En réalité, l'influence du western italien est plus profonde qu'il n'y paraît. D'abord sur le western américain lui-même : la
violence s'y étale avec moins de retenue, par exemple dans Les Charognards de Don Medford (1970) ou Big Jake de George
Sherman (1971), ou dans les films à la fois pessimistes et pleins de jubilation de Sam Peckinpah. La Horde sauvage (1969)
n'aurait sans doute jamais été tournée si Leone n'avait ouvert la voie - et c'est avec un certain humour que Mon nom est
Personne nous présente une croix sur une tombe au nom de Sam Peckinpah, et que l'un des airs principaux composés par Ennio
Morricone pour ce même film s'intitule L'Amas sauvage . Le réalisme est en outre davantage de mise après les années soixante :
les cow-boys sont sales, sentent la sueur et la poussière, et portent la barbe. Bien plus, la mauvaise conscience qui s'empare
des Etats-Unis avec la Guerre du Viêtnam crée une relecture du mythe de l'Ouest, entamée, il est vrai, dès les années
cinquante avec La Flèche brisée . Les massacres opérés sur les Indiens, déjà évoqués par Les Cheyennes de John Ford, sont
soulignés de manière parfois insoutenable par Arthur Penn ( LittleBig Man , 1970) ou Ralph Nelson ( Soldat bleu , 1970).
Mais si la foi dans les vertus du pionnier s'efface, que reste-t-il du mythe, de la chanson de geste qui fédérait tout un
peuple ? Seuls Kevin Costner ( Danse avec les loups , 1990, Open Range , 2004) et surtout Clint Eastwood ( Josey Wales
hors-la-loi , 1976, Impitoyable , 1992) parviendront à attirer encore un public que le nom même de western semble désormais
faire fuir ; le remake d' Alamo , produit par Disney en 2003-2004, devient un drame épique. mais demeure un gros échec
financier. Eastwood semble bien avoir clos le genre, en unissant John Ford, Donald Siegel et Sergio Leone dans Impitoyable
pour une sombre vision des pistoleros et de l'Amérique, dont la légende est fondée sur le mensonge et la violence. A moins
qu'un nouveau projet actuellement évoqué pour le même Eastwood ne redonne vie à un genre qui n'en finit pas de fasciner.

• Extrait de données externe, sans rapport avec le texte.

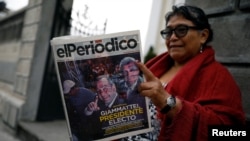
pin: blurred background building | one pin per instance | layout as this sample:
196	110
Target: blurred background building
29	88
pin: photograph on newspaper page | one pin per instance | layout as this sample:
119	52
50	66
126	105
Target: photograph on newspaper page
98	79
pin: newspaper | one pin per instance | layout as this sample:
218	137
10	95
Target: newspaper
98	81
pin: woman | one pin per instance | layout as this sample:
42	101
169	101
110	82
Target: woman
190	89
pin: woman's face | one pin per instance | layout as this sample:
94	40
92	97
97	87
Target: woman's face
181	49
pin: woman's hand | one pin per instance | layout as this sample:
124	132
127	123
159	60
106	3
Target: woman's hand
152	88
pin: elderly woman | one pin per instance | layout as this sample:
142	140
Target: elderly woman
189	88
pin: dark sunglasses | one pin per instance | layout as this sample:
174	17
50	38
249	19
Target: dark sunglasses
179	31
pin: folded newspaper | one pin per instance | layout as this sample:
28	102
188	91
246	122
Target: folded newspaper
98	80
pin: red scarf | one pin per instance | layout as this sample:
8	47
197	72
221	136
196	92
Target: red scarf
209	96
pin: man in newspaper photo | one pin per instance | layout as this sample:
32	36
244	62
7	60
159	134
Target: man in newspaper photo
76	99
131	81
106	98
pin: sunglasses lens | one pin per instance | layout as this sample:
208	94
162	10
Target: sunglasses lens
181	31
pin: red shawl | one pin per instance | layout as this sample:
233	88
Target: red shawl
209	96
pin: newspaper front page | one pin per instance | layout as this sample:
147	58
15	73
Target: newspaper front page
98	81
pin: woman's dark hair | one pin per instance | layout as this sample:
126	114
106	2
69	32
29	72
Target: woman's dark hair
195	15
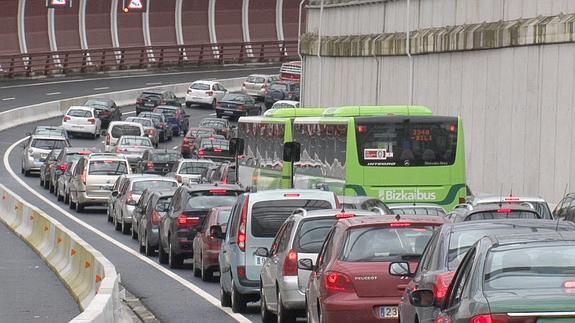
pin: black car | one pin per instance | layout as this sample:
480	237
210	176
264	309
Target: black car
158	161
510	278
106	110
148	100
187	209
448	246
235	105
281	90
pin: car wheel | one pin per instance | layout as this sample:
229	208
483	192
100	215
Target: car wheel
225	297
239	302
284	315
174	260
267	315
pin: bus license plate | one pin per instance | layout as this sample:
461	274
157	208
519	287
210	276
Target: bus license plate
389	312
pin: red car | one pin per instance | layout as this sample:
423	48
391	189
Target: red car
351	281
207	247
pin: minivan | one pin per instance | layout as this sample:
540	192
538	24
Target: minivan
254	222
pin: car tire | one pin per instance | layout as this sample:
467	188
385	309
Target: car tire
239	302
267	315
284	315
225	297
174	260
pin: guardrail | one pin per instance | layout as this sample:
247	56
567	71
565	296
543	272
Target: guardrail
103	59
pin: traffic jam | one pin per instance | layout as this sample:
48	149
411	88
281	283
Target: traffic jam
273	226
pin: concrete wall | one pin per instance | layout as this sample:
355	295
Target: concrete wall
517	102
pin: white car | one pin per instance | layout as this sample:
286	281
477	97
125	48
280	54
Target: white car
83	120
205	93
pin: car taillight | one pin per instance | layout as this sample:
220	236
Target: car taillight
185	221
336	282
156	217
242	237
442	282
290	264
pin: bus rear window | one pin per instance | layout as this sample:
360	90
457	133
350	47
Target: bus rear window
407	143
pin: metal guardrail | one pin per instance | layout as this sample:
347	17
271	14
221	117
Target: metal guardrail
103	59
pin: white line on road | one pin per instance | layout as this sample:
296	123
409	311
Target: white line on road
200	292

Cela posé, même si le western italien, et le western tout court laissent la place à l'évocation des violences urbaines
modernes, même si le pistolero est supplanté par le super-héros, le style de Leone continue d'influencer les plus grands
réalisateurs actuels : Sam Raimi a tourné en 1994 un western totalement démarqué de son style ( Mort ou vif , avec Sharon
Stone, Gene Hackman et Leonardo di Caprio), Martin Scorcese ou John Woo se réclament de lui, et Quentin Tarantino vient de
lui rendre, à lui et à tout le western italien, un hommage éclatant dans Kill Bill 1 et 2. Ne négligeons pas enfin la bande
dessinée : après Morris, qui a donné un savoureux pastiche du personnage de Lee Van Cleef dans Chasseur de primes , après
Gotlib et sa Rubrique-à-brac , le dessinateur belge Swolfs s'est emparé dans les années quatre-vingt du monde de Leone et
surtout de Sergio Corbucci pour sa série des Durango.